Le commandement central de l’Armée de libération nationale colombienne (ELN) a averti que les pourparlers de paix étaient «en crise» après les déclarations du président du pays, Gustavo Petro, concernant un cessez-le-feu, ce que la guérilla a ensuite démenti.
«Après les déclarations unilatérales du président Petro sur le cessez-le-feu, présentées comme un accord à la table des négociations, on est entré dans une crise qui n’est toujours pas résolue», a déclaré le Commandement central de l’ELN dans un communiqué rapporté par El Tiempo.
Dans la déclaration, la guérilla avertit qu’elle «ne peut accepter comme bilatérale une décision unilatérale du gouvernement colombien» qui, en outre, se dissocie de la «formalité» de la table de dialogue, car elle «viole les procédures de non diffusion à l’opinion publique de ce qui n’est pas consensuel».

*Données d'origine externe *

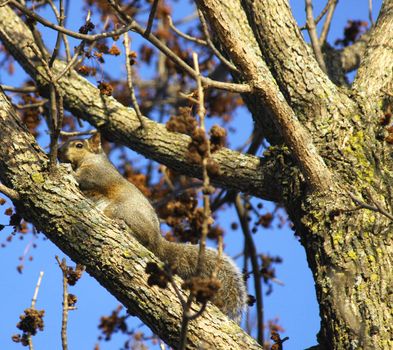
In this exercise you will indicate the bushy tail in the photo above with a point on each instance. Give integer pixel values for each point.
(231, 297)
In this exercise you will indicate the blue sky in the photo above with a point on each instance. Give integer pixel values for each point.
(294, 304)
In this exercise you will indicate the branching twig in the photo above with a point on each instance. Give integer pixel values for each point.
(370, 11)
(37, 288)
(206, 180)
(60, 19)
(33, 302)
(320, 16)
(86, 37)
(129, 81)
(205, 30)
(78, 133)
(32, 105)
(63, 267)
(313, 36)
(328, 21)
(207, 82)
(241, 212)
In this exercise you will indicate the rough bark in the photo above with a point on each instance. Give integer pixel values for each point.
(120, 124)
(349, 249)
(335, 137)
(375, 73)
(54, 204)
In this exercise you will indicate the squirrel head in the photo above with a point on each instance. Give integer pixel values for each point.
(78, 150)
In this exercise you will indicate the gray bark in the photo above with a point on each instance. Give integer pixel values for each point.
(334, 150)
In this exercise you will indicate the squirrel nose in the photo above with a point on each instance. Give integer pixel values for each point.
(61, 154)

Ce message de l’ELN fait suite aux déclarations de M. Petro le 31 décembre, lorsqu’il a annoncé un cessez-le-feu bilatéral, ce que les guérilleros eux-mêmes ont toutefois démenti quelques heures plus tard. Le ministre de l’Intérieur, Alfonso Prada, a ensuite justifié l’annonce de M. Petro par le fait que l’ELN avait déclaré à plusieurs reprises «l’importance d’avancer vers un cessez-le-feu bilatéral».

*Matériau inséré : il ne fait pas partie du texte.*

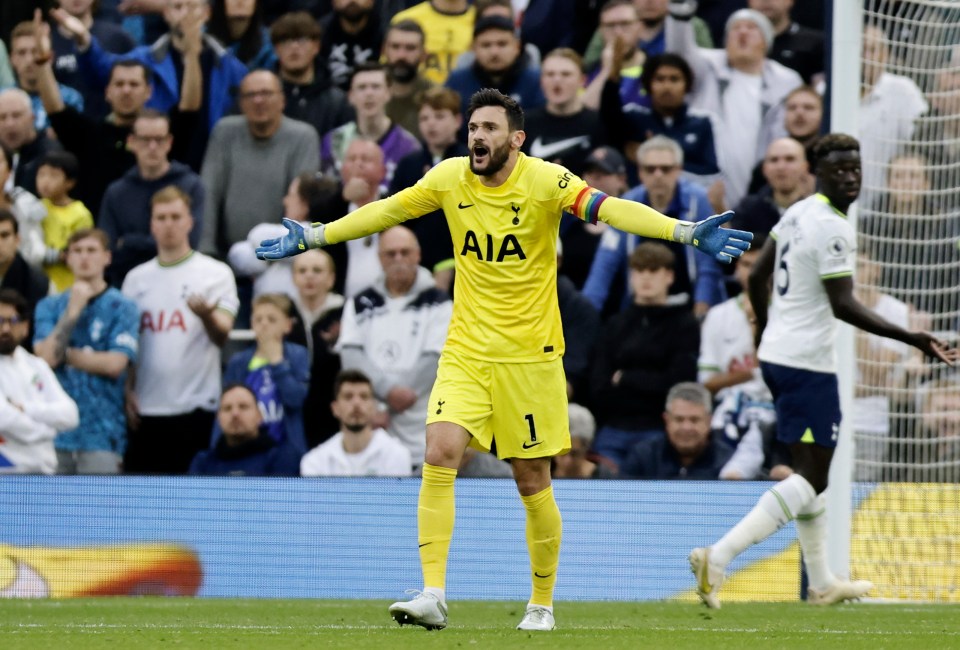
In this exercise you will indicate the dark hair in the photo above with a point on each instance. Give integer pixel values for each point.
(250, 41)
(151, 114)
(7, 215)
(409, 26)
(318, 192)
(62, 160)
(16, 300)
(93, 233)
(368, 66)
(131, 63)
(650, 256)
(169, 194)
(610, 4)
(295, 24)
(440, 98)
(667, 59)
(349, 376)
(830, 143)
(500, 23)
(493, 97)
(238, 384)
(482, 6)
(278, 300)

Enfin, la guérilla a exprimé sa volonté de continuer à avancer dans le cadre des pourparlers de paix, mais avant cela il faut «faire face aux derniers événements» et adopter les mesures nécessaires pour que cette «crise» soit surmontée et que les «actions unilatérales en dehors de la table de dialogue» ne se répètent pas.
D’autre part, il est apparu ce lundi que la délégation gouvernementale a demandé à l’ELN une réunion de huit jours à Caracas, au Venezuela, après le 20 janvier, avec l’examen de «réunions d’urgence» pour aborder la question du cessez-le-feu bilatéral, rapporte Radio Caracol, citant ses propres sources.

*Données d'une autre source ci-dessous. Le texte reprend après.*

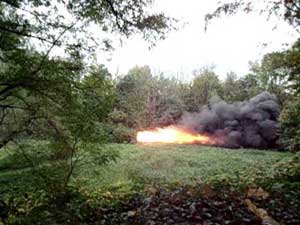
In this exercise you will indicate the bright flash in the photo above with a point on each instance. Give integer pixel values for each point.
(172, 134)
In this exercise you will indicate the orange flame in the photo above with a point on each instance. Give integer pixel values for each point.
(172, 134)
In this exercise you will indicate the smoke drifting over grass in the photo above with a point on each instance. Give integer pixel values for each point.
(252, 123)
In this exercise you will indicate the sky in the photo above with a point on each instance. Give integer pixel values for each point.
(229, 43)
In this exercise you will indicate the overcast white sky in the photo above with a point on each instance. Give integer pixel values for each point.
(229, 43)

En outre, les points de l’ordre du jour déjà convenus lors du premier cycle seront discutés afin de concrétiser certains des axes thématiques convenus entre les parties.
Malgré cette réunion à Caracas, le lieu du second tour de négociations reste le Mexique, qui enverra un fonctionnaire dans les prochains jours pour finaliser les questions logistiques et fixer une date pour le début de cette nouvelle phase des négociations.